Figure 2. The available subtasks of our Dysca.
Abstract - Currently many benchmarks have been proposed to evaluate the perception ability of the Large Vision-Language Models (LVLMs). However, most benchmarks conduct questions by selecting images from existing datasets, resulting in the potential data leakage. Besides, these benchmarks merely focus on evaluating LVLMs on the realistic style images and clean scenarios, leaving the multi-stylized images and noisy scenarios unexplored. In response to these challenges, we propose a dynamic and scalable benchmark named Dysca for evaluating LVLMs by leveraging synthesis images. Specifically, we leverage Stable Diffusion and design a rule-based method to dynamically generate novel images, questions and the corresponding answers. We consider 51 kinds of image styles and evaluate the perception capability in 20 subtasks. Moreover, we conduct evaluations under 4 scenarios (i.e., Clean, Corruption, Print Attacking and Adversarial Attacking) and 3 question types (i.e., Multi-choices, True-or-false and Free-form). Thanks to the generative paradigm, Dysca serves as a scalable benchmark for easily adding new subtasks and scenarios.
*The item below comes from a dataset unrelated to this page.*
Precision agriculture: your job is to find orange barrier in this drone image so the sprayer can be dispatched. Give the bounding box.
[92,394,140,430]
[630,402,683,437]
A total of 24 advanced open-source LVLMs and 2 close-source LVLMs are evaluated on Dysca, revealing the drawbacks of current LVLMs.
Benchmark | #Evaluation Data Scale | #Perceptual Tasks | Automatic Annotation | Collecting from Existing Datasets | Question Type | Automatic Evaluation |
---|---|---|---|---|---|---|
LLaVA-Bench | 0.15K | - | × | ⍻ | Free-form | √ |
MME | 2.3K | 10 | × | ⍻ | True-or-false | √ |
LVLM-eHub | - | 3 | √ | × | Free-form | × |
tiny-LVLM-eHub | 2.1K | 3 | √ | × | Free-form | √ |
SEED-Bench | 19K | 8 | ⍻ | × | Multi-choices | √ |
MMBench | 2.9K | 12 | × | ⍻ | Multi-choices | √ |
TouchStone | 0.9K | 10 | × | √ | Free-form | √ |
REFORM-EVAL | 50K | 7 | √ | × | Multi-choices | √ |
MM-BigBench | 30K | 6 | √ | × | Multi-choices | √ |
MM-VET | 0.2K | 4 | ⍻ | ⍻ | Free-form | √ |
MLLM-Bench | 0.42K | 7 | × | ⍻ | Free-form | √ |
SEED-Bench2 | 24K | 10 | ⍻ | × | Multi-choices | √ |
BenchLMM | 2.4K | 15 | × | × | Free-form | √ |
JourneyDB | 5.4K | 2 | √ | √ | Free-form, Multi-choices | √ |
Dysca (Ours) | 617K* | 20 | √ | √ | Free-form, Multi-choices, True-or-false | √ |
Here are some examples of the images, prompts, questions and ground truth answers of our Dysca. These images are generated by diffusion models.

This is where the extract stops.